The videotape of Obama praising and hugging his America-bashing, Constitution-trashing law professor Derrick Bell isn't the only evidence that's been hidden from the public. A 1998 video of Obama praising the late Marxist agitator Saul "The Red" Alinsky alongside a panel of hard-core Chicago communists also exists. ...
[A] 2003 video of Obama speaking at a Chicago dinner held in honor of former PLO spokesman Rashid Khalidi. ... [T]he radical Khalidi — a close friend and neighbor of Obama, who held a 2000 political fundraiser in his home for him — has strongly defended the use of violence by Palestinians against Israel, while expressing clearly anti-American views. ...
[W]hy did Obama disguise the name of his radical Alinsky trainer Jerry Kellman in his memoir?

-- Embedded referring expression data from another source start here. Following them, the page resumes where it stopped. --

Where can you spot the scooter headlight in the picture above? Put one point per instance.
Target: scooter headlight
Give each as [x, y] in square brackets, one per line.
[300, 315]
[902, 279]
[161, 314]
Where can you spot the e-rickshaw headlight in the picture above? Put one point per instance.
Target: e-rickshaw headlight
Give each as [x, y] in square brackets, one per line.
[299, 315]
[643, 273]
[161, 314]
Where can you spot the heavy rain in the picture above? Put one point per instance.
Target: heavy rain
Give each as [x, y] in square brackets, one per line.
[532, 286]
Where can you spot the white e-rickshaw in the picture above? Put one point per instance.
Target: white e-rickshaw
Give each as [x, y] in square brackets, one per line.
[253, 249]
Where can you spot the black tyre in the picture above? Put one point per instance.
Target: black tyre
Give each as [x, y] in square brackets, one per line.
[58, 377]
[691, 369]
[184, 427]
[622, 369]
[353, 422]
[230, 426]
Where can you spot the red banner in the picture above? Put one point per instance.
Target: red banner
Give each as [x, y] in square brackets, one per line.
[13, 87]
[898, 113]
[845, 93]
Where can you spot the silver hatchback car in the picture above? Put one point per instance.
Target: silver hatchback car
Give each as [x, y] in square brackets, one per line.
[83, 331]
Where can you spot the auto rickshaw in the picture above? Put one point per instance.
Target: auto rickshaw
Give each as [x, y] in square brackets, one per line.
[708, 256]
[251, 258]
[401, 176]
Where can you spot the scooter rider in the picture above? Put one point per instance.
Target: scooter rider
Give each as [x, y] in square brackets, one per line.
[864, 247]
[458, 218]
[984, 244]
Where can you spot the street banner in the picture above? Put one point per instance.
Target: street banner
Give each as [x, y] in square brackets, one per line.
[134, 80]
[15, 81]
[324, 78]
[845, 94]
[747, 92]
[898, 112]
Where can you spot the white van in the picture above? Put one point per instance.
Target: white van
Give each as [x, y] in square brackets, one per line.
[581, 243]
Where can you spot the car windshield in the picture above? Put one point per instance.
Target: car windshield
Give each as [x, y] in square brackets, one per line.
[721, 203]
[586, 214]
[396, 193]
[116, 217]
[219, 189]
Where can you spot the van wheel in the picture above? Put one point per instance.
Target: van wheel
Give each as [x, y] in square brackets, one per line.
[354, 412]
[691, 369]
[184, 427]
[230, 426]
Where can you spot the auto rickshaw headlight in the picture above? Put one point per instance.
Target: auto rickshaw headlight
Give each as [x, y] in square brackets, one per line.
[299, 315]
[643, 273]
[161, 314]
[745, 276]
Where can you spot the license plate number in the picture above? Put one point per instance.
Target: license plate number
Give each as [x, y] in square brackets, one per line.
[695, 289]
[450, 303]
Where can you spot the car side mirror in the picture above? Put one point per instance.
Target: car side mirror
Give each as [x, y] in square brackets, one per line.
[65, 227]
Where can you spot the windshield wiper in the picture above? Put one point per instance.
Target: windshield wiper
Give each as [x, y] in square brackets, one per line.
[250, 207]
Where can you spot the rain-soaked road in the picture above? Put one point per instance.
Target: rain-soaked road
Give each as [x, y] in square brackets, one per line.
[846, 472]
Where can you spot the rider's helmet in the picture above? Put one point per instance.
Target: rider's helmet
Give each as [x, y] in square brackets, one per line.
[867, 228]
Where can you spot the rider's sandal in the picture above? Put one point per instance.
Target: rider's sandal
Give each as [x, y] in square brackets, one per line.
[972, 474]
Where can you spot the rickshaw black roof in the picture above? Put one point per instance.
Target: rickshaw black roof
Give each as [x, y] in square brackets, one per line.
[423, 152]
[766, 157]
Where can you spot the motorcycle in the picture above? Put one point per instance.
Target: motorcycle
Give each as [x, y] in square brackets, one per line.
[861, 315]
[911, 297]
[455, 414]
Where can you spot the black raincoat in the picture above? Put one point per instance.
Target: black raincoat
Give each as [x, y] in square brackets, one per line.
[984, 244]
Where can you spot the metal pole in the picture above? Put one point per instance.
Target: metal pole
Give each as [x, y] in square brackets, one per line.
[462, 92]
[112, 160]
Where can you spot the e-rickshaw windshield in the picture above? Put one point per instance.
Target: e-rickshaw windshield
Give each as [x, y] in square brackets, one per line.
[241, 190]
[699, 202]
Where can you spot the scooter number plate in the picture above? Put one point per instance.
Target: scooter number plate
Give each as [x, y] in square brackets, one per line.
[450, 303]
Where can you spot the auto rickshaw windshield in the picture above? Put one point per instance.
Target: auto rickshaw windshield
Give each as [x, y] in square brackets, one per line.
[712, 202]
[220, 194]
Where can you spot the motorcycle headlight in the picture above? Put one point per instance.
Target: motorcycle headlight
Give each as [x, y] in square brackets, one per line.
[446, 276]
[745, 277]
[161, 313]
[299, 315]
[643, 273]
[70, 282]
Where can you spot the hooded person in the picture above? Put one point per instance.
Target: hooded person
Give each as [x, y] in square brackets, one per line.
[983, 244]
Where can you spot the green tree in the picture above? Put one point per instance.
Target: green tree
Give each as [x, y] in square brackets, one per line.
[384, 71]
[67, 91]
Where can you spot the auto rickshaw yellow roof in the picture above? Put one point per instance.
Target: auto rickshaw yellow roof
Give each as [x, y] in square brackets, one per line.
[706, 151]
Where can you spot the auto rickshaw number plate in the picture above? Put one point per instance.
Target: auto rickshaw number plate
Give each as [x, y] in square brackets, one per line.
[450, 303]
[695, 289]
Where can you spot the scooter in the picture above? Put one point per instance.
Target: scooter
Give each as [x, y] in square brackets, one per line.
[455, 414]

And why did he also try to shield from readers the identity of his Alinsky mentor John McKnight, who wrote him a letter of recommendation to Harvard? ...

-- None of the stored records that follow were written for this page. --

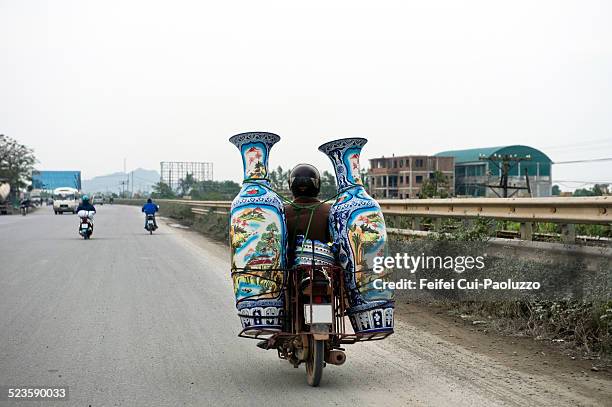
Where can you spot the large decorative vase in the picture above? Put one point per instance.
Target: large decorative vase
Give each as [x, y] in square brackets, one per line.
[358, 228]
[258, 238]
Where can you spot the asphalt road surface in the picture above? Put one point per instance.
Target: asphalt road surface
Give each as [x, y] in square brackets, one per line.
[128, 319]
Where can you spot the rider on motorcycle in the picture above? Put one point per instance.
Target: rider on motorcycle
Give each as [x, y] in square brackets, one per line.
[305, 185]
[85, 205]
[150, 209]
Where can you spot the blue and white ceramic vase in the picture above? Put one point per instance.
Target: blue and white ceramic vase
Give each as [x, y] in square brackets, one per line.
[258, 238]
[358, 228]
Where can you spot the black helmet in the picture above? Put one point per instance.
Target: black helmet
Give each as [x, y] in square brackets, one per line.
[304, 180]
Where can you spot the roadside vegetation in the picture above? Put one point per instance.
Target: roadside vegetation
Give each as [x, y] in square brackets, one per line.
[16, 164]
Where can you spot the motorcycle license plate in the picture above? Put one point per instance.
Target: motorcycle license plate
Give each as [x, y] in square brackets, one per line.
[321, 314]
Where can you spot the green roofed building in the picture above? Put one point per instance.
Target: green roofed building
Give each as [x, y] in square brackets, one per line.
[473, 173]
[50, 180]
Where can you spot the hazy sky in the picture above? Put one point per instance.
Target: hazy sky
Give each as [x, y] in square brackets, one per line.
[88, 83]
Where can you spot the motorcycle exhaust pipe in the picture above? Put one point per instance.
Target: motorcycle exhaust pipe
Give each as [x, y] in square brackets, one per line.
[336, 357]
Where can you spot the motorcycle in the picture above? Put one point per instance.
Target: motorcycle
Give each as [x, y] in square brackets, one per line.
[150, 223]
[314, 329]
[86, 224]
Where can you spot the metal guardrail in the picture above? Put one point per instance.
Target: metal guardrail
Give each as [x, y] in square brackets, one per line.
[576, 210]
[566, 211]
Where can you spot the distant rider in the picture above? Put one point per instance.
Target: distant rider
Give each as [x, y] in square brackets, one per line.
[85, 205]
[150, 209]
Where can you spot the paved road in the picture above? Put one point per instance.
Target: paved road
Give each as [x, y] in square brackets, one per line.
[128, 319]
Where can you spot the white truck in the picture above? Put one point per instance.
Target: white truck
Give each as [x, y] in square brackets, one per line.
[65, 199]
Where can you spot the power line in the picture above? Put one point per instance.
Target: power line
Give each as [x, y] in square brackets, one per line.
[584, 161]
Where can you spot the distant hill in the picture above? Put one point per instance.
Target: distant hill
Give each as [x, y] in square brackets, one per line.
[143, 181]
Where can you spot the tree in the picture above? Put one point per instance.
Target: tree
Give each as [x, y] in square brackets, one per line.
[597, 190]
[163, 191]
[435, 186]
[16, 162]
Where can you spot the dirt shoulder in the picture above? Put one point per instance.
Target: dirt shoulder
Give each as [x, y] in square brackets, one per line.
[539, 362]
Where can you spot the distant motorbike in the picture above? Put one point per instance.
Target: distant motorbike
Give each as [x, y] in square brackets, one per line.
[86, 223]
[150, 224]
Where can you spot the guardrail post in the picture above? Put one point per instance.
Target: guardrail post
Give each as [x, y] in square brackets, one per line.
[568, 233]
[437, 224]
[526, 230]
[468, 223]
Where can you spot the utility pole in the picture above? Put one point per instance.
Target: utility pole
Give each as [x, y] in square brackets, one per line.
[505, 163]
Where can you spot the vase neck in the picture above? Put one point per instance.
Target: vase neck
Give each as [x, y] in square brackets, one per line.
[345, 160]
[254, 150]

[W]hy did Obama leave out his weeks-long training at Alinsky's Industrial Areas Foundation in Los Angeles? This station of the cross for Alinsky acolytes is strangely missing from all 500 pages of his tediously detailed memoir. For that matter, the late Alinsky is not cited by name in either of the president's autobiographies, even though leftist activists confess this father of community organizing had a powerful influence on Obama.
Moreover, if communist Frank Marshall Davis wasn't a controversial factor in Obama's life, why did Obama also mask his identity in his first memoir? If listening, spellbound, at the feet of a known subversive isn't a red flag, why keep his real profile a secret?
Obama also couldn't find room in "Dreams From My Father" to mention the most striking thing about his father's politics. Obama Sr. was a pro-Soviet socialist, who as a government economist wrote a communist tract for Kenya in 1965. If this published paper wasn't a big deal, as Obama apologists have suggested, why is it conveniently missing from the 143-page section Obama devoted to boast about his father's career in Kenya? ...
[Obama] never mentioned Bell or the Harvard strike he led on his beloved professor's behalf in either autobiography. If he wasn't trying to fool people, why leave this seminal event out?
Even more radical — and influential — than Bell was Harvard law professor Robert Unger, who taught Obama a couple of courses, including one called "Reinventing Democracy." Like Bell, Unger called U.S. jurisprudence a sham system designed to protect the rich at the expense of the poor. But Unger also taught Obama how to dismantle it. He argued for seizing all private capital and redistributing it.
Obama kept up communications with Unger long after he graduated, but those contacts stopped in 2008. "I am a leftist, and by conviction as well as by temperament, a revolutionary," Unger explains. "Any association of mine with Barack Obama in the course of the campaign could do only harm."